In the wake of the mass shooting at a Florida high school, some local firefighter organizations are coming under criticism by community activists and on social media for raffling off firearms during fundraisers.
Firefighter associations in Normal, Carlock, and Pekin are participating in separate gun raffles.
Carlock community activist Mary Jo Adams said she is considering taking up a petition drive to stop the practice. Carlock firefighters are raffling off four guns, including two handguns and two rifles.
“This is a volunteer fire department and rescue squad. All of the good things they do shouldn’t be tarnished if, in the extreme case, one of these guns that somebody wins gets into the wrong hands,” said Adams, who is married to a Carlock volunteer firefighter.
Adams said the gun raffles have raised as much as $5,000 in funds in the past. Tickets usually cost between $10 and $20. The guns raffled off have retail prices of several hundred dollars.

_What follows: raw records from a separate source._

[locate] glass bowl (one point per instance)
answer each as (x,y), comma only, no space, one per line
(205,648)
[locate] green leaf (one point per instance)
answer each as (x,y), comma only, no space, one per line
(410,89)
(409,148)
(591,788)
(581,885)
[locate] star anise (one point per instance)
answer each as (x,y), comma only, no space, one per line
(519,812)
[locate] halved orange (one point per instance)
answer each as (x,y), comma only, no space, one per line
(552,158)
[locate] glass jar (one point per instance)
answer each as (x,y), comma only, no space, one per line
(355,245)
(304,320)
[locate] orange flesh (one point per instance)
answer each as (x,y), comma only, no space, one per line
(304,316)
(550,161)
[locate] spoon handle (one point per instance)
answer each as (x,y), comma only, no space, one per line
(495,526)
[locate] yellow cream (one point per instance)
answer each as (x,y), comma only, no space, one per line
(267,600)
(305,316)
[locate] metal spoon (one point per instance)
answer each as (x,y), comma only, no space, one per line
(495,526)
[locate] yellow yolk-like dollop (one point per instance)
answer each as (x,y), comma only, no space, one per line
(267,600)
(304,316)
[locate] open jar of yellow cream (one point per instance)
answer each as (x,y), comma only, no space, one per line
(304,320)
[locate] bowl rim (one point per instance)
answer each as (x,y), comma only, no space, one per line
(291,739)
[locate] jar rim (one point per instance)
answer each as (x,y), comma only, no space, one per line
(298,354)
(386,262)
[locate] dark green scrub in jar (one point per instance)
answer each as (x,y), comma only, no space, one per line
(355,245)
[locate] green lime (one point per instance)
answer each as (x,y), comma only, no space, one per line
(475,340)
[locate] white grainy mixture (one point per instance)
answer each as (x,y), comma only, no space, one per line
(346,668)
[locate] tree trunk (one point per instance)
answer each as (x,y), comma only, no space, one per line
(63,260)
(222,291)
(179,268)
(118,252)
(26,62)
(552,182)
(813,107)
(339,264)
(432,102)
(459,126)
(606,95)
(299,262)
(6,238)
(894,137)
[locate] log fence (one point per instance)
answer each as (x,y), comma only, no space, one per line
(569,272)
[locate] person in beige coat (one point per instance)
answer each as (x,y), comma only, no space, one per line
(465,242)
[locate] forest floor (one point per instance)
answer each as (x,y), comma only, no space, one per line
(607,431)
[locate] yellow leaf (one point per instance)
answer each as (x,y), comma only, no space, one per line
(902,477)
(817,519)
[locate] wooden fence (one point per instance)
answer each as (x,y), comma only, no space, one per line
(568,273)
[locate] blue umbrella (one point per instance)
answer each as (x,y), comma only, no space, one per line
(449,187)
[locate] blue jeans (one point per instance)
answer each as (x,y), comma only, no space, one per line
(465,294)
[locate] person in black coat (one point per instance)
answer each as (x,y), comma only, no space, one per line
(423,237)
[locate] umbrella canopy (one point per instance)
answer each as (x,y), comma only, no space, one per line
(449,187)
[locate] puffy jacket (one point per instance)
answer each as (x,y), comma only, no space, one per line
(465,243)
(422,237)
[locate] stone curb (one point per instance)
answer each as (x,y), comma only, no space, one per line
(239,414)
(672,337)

“People need to start stepping up to this and saying, why are we doing this? If it is just to make money, isn’t there another way that is a little more positive?” Adams said.
Greg Mohr, captain of the Carlock Volunteer Fire Department, told GLT that he is open to discontinuing the annual gun raffle in the future, but wants to discuss it with his firefighters. He said the raffle was already going on this month when the shooting in Florida occurred.
Mohr said the money raised in the gun raffle this year will be used to purchase a cardio-pulmonary resuscitation machine for the department. The captain said the department uses its raffle funds to purchase other needed equipment and to support Boy Scout, Girl Scout and Cub Scout programs.
He said the Carlock department also uses the raffle as a way of recruiting potential new members. He said the all-volunteer department needs additional firefighters if it is to remain a volunteer entity.
Officials at Normal Firefighters Local 2442 and Pekin Local 524 said raffle winners receive coupons they can then use to buy something other than a gun at participating sporting goods businesses.
They said those seeking to claim a gun as their prize would have to pass the required background checks.
Pekin firefighter Tom Ventch said firefighters there use the funds they raise to support programs for physically challenged children, and other community activities.
Matt Hill of Normal Firefighters Local 2442 said he is aware of the recent criticism of the gun raffles, but that his local union currently has no plans to drop the practice. He said the raffles are popular in the community.
The town governments are usually not directly involved in the raffles.